A staggering 300 million people suffer from some degree of depression, with one third not responding to current treatments. A recent paper published in The New England Journal of Medicine suggests a novel oral antidepressant for adults suffering from moderate to major depressive disorder, which targets the gamma- aminobutyric type A (GABAA) receptors in the brain. “This hypothesis is supported by evidence that reduced GABA levels have been observed in plasma, cerebrospinal fluid, and cortical brain tissues of patients with depression”, writes Dr. Gunduz-Bruce and coauthors. 

This phase 2, double blind experiment included 89 participants suffering from major depression disorder who were randomized to receive either a daily dose of SAGE-217, a synthetic steroid that acts as a positive allosteric modulator of GABAA receptors, or placebo for 14 days. At day 15, researchers measured the mean change from baseline in the Hamilton Depression Rating Scale (HAM-D), with higher scores indicating more severe depression. Results showed a significantly greater mean change from baseline in the treatment versus placebo group, with about 79% of those treated with SAGE-217 experiencing a greater than 50% reduction in HAM-D depression scores, compared with the mere 41% in the placebo group. 

SAGE-217 treated individuals did not experience any serious side effects, with the most common being headache in 18% of participants, nausea in 11%, and dizziness in 11%.  The rapid therapeutic effects and noteworthy effect size seen with this trial are not typical of most antidepressants currently on the market. Current treatments can take as long as 4-8 weeks to have a positive effect, while negative side effects are often extremely variable and experienced immediately after drug administration. Most antidepressants are monoaminergic and involve two neurotransmitters, serotonin and noradrenaline/norepinephrine, blocking their uptake, and ultimately alleviating common symptoms of depression.  Despite the therapeutic benefits of these selective serotonin reuptake inhibitors (SSRIs), the late onset effects, compared to SAGE-217, pose a great disadvantage.  

Although these findings are promising, one must consider the study’s limitations. The study’s small sample size and limited racial diversity amongst both the treatment and placebo groups present a barrier to the generalizability of these results.  Additionally, the trial was not designed to detect changes in levels of depression after the 15 day period. Further research is necessary to determine the long-term efficacy of SAGE-217 in order to make a valid comparison with drugs on the market. Although follow up studies can correct these limitations, they are unable to erase the red flag raised by the conflict of interest inherit in this research. 

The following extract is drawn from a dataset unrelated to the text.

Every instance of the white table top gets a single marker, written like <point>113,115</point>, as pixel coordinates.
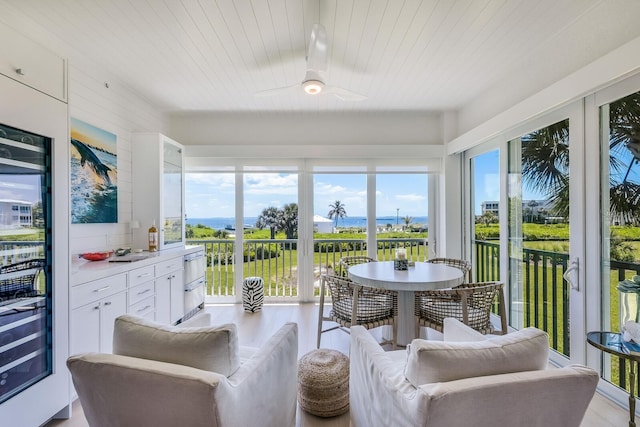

“Sage Therapeutics designed the trial, provided the SAGE-217 and placebo, collected and analyzed the data, and paid for professional writing assistance,” states the paper. Ties with the pharmaceutical industry are commonly seen in medicine and have been shown to be extremely beneficial through research collaborations that improve both individual and public health. At the same time, financial ties with industry are raising concerns regarding the influence personal monetary gain may have on professional judgement of researchers. Often, one can determine the stakeholders and how the research is being funded through the acknowledgement section at the end of any published paper. This section can provide readers with information as to where the money is coming from or going. In today’s age, such conflicts of interest lead to a loss of trust by the public towards medicine, as financial ties are seen as threatening to the integrity and objectivity of the research being done. 

Despite these barriers, this research introduces a novel mechanism and should be further investigated with the hope of providing an alternative treatment for a disorder that can have such debilitating effects on the lives of those affected.

Still, I am left wondering, should these conflicts of interest be eliminated or managed moving forward? And if so, how? 

References:

Depression. (n.d.). Retrieved from https://www.who.int/news-room/fact-sheets/detail/depression.

Gardier A. Mechanism of action of antidepressant drugs: importance of genetically modified mice in the pharmacological in vivo approach. Therapie. 2005;60:469–476

Gunduz-Bruce, H., Silber, C., Kaul, I., Rothschild, A. J., Riesenberg, R., Sankoh, A. J., … Kanes, S. J. (2019). Trial of SAGE-217 in Patients with Major Depressive Disorder. New England Journal of Medicine381(10), 903–911. doi: 10.1056/nejmoa1815981

About the author:

My name is Noa Mecica and I am an MS1 at Sackler School of Medicine. I’m from Toronto where I majored in Biomedical Science at Ryerson University with specific interest in cancer cell biology and public health. Looking forward to the coming years here at Sackler!